Dopo lo scoppio, dopo quel 21 gennaio 1944, Montecchio non fu più la stessa. O forse sarebbe il caso di dire, Montecchio fu per la prima volta. Sì, perché l’evento storico dell’esplosione del deposito di mine divenne elemento fondante della memoria collettiva dei sopravvissuti.
“Ho raccolto molte testimonianze – spiega Cristina Ortolani, autrice di “Un paese lungo la strada” – volevo ricostruire la storia di questo paese tra Pesaro e Urbino, prima e dopo lo scoppio. Eppure ogni volta che chiedevo cosa ci fosse prima del 1944, tutti mi rispondevano che non c’era niente. Come se l’esplosione avesse cancellato tutto, spazzato via la memoria di quello che era stato. Non rappresentava la fine ma l’inizio di una civiltà”.
Le parole per descrivere ciò che avvenne si ripetono uguali sulle bocche di chi aveva sentito come una mazzata l’esplosione della dinamite e visto la nube di fumo levarsi alta su piazza della Repubblica. Di chi aveva visto i parenti morire, incastrati sotto le macerie, di chi aveva cercato di rientrare in casa, scavalcando macerie, polvere, brandelli di quel che restava di armadi, letti, seggiole o che aveva tirato su baracche di fortuna con quel poco che stavano lasciando i primi soldati alleati che già si aggiravano per i campi.

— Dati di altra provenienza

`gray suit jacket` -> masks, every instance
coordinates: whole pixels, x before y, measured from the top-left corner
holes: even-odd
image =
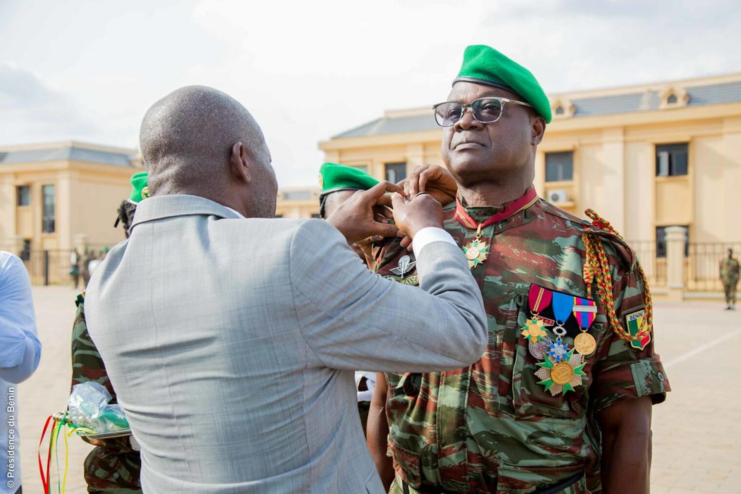
[[[353,371],[456,369],[488,338],[459,248],[428,244],[417,272],[422,290],[373,274],[320,220],[142,201],[85,313],[144,492],[383,492]]]

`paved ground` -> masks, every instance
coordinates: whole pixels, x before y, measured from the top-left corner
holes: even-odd
[[[36,465],[41,428],[67,402],[75,312],[70,289],[36,287],[33,294],[44,350],[39,370],[19,390],[24,494],[41,492]],[[741,390],[736,378],[741,373],[741,311],[722,309],[717,302],[656,308],[658,349],[674,391],[654,409],[654,493],[741,493]],[[70,438],[67,493],[84,492],[82,461],[89,447]]]

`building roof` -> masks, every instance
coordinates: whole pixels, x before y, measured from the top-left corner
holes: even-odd
[[[0,147],[0,166],[71,160],[101,163],[117,167],[133,167],[134,150],[119,149],[68,141]]]
[[[741,101],[741,74],[715,78],[674,81],[654,84],[592,90],[574,93],[549,95],[552,104],[573,105],[570,118],[611,115],[662,109],[668,93],[686,92],[688,107]],[[346,130],[331,138],[364,137],[439,129],[435,123],[432,105],[415,110],[387,112],[384,116]]]

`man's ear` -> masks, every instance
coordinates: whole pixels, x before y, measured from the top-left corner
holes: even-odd
[[[247,156],[247,150],[242,142],[236,142],[232,146],[231,158],[229,161],[231,172],[237,180],[249,184],[252,181],[250,175],[250,161]]]
[[[543,140],[543,134],[545,133],[545,120],[543,117],[537,116],[533,119],[533,133],[531,143],[534,146],[537,146]]]

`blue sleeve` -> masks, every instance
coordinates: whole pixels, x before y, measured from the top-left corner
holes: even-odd
[[[28,273],[19,258],[0,253],[0,378],[26,380],[41,353]]]

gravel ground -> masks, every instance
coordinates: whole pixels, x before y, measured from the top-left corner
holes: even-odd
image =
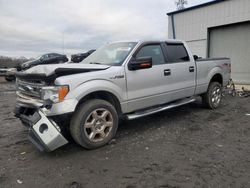
[[[1,81],[1,80],[0,80]],[[14,84],[0,83],[0,187],[250,187],[250,97],[196,103],[119,125],[87,151],[38,151],[13,117]]]

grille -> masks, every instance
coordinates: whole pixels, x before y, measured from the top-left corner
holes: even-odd
[[[41,81],[24,81],[18,79],[16,81],[16,89],[22,95],[32,98],[41,99],[41,89],[45,86],[45,82]]]

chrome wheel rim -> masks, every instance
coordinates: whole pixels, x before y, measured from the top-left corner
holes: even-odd
[[[214,87],[211,98],[214,107],[217,107],[220,104],[221,94],[221,88],[219,86]]]
[[[98,108],[88,115],[84,123],[84,133],[91,142],[101,142],[109,136],[113,125],[111,112]]]

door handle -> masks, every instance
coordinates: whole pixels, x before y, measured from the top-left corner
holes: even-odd
[[[189,72],[194,72],[194,66],[189,67]]]
[[[164,70],[164,76],[170,76],[171,75],[171,70],[170,69],[165,69]]]

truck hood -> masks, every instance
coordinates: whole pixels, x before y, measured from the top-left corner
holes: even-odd
[[[40,80],[45,82],[53,82],[57,77],[100,71],[108,69],[109,65],[97,64],[53,64],[53,65],[37,65],[26,71],[18,72],[17,78],[26,80]]]

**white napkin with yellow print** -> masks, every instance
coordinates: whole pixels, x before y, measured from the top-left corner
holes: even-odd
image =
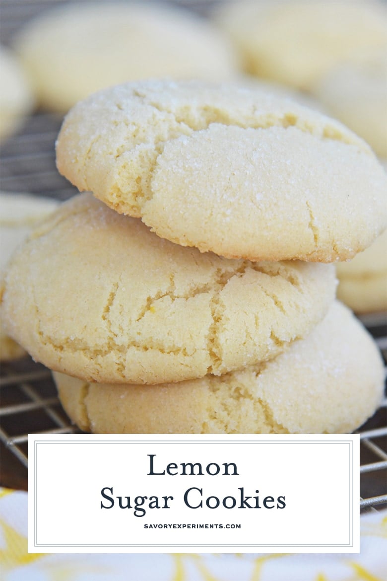
[[[355,555],[28,554],[27,493],[0,488],[1,581],[387,581],[387,511],[360,534]]]

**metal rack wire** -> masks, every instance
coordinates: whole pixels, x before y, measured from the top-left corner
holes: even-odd
[[[2,40],[52,0],[1,0]],[[186,2],[190,5],[195,2]],[[197,2],[196,7],[202,8]],[[66,199],[75,188],[58,174],[54,145],[62,118],[37,112],[0,152],[0,185],[8,192],[28,192]],[[387,362],[387,318],[380,314],[362,320],[375,338]],[[387,398],[359,430],[360,508],[387,507]],[[4,364],[0,373],[0,485],[26,489],[27,435],[79,433],[60,406],[50,371],[30,358]]]

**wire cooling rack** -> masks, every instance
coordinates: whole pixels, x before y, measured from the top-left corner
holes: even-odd
[[[0,0],[0,34],[7,44],[31,16],[54,0]],[[59,3],[59,2],[58,2]],[[62,2],[60,2],[62,3]],[[186,0],[200,12],[211,0]],[[75,192],[57,173],[55,142],[62,117],[38,112],[0,151],[0,187],[64,200]],[[363,318],[387,362],[387,317]],[[360,508],[387,507],[387,399],[360,429]],[[27,489],[27,434],[80,433],[56,394],[50,371],[30,358],[3,364],[0,370],[0,485]]]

La memoria si è cristallizzata, ha unito la cittadinanza, facendo scomparire le differenze: dopo quel momento catartico non ci fu più la camicia nera che più nera non si può, né il partigiano, non si distinse più tra buoni e cattivi. Montecchio non era più il paese con l’osteria in cui si fermavano i viandanti che viaggiavano verso Pesaro, né la cittadina lambita dal Foglia, la cui portata spesso trascinava via il ponte che la collegava con Urbino. Era ormai la città dello scoppio, della fiamma di fuoco che aveva fatto alzare lo sguardo al cielo degli abitanti dei paesi vicini: Sant’Angelo in Lizzola, Monte Gridolfo, Ripe.
E da allora tale è rimasta. Nel ricordo degli anziani e nei loro racconti ai giovani montecchiesi che ogni anno, il 21 gennaio, si ritrovano a commemorare i caduti. Di quello scoppio rimane, ora, un monumento: marmo bianco al centro della piazza, una corona d’alloro con il tricolore, due lastre di bronzo con l’elenco dei morti.
La città tutto intorno è risorta spinta dall’urgenza: a gennaio fa freddo e bisognava procurarsi un tetto. Ogni montecchiese, soccorsi i feriti, seppelliti i morti, ha ricostruito la propria abitazione sulle spoglie di quella venuta giù. Così, una pietra sull’altra non erano quelli giorni in cui restava tempo per pensare. C’era solo la necessità di ritornare alla vita di sempre, ripartendo da se stessi, uniti attorno al ricordo confuso di un microcosmo spazzato via in una sera d’inverno.